English Baptist readers will know that the Baptist Times has found the last few years hard work financially. The fact they are still here and publishing (with no signs of stopping) is testament to the hard work of the BT team and the benefits they bring to Baptist life. However, athough they have a loyal subscription based readership the future will be tough for a weekly print paper in a world that is seeing the decline of newspaper sales.
So is there an internet based alternative; in place of the high production and distribution costs associated with mailing dead trees around the country why not fully embrace the lost cost world of the internet?
On first view the possibilities for an internet based newspaper are not great. Generally we think of net usage as free with sites being paid for by advertising.
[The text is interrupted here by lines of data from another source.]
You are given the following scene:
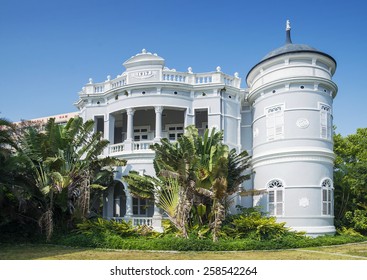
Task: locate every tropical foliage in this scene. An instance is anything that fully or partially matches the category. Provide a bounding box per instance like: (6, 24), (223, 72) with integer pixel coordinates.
(126, 126), (249, 241)
(1, 118), (125, 240)
(334, 128), (367, 234)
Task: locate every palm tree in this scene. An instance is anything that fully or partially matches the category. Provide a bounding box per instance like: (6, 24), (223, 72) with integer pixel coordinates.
(21, 118), (125, 240)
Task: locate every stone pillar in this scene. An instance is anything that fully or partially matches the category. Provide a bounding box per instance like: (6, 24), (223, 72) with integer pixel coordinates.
(115, 197), (121, 217)
(105, 187), (115, 219)
(126, 108), (135, 141)
(152, 191), (163, 232)
(103, 114), (115, 156)
(154, 106), (163, 142)
(124, 108), (135, 151)
(125, 189), (134, 219)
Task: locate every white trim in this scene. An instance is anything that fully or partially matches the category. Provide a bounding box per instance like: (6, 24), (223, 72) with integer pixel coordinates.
(320, 177), (334, 217)
(251, 146), (335, 168)
(264, 103), (285, 141)
(266, 178), (285, 217)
Though with advertisements generating £5 per thousand visitors you need lots of site visitors to pay for the employment and overhead costs of production; such a model might work for Guido Fawkes whose site gets about 50,000 visitors a day but it is hard to image the BT getting so many. Recently the Times has operated with a paywall and it will be interesting to see if this move is successful in the long term but for something as niche as the BT it is hard to see any other commercial way forward.; though finding a price point which attracts subscribers and provides business viability isn’t easy (around £30 a year?).
Such a web based future would have two consequences. First, daily updating would be needed. The successful websites update several times a day, partly because updates drive traffic and while the BT wouldn’t necessarily need to copy them they would need to be regularly refreshed and provide a higher quality service than free web based Christian news. Second, add-ons which help justify the paywall. This might be through special offers but is more likely to be through content; for example producing extracts that can be inserted into church newsletters on a weekly and monthly basis; producing high quality material to be used in worship to help churches intercessory prayer and the like; and perhaps providing access to content provided by others particularly video stream.
Such a BT might also attract traffic from current Baptist bloggers all of which helps boost advertising revenue. Indeed their might be scope for developing the BT as a blog platform in the way that some national newspapers like Guardian and Telegraph do.
I imagine that the print version of the BT will survive for a while yet but sooner or later the web will win!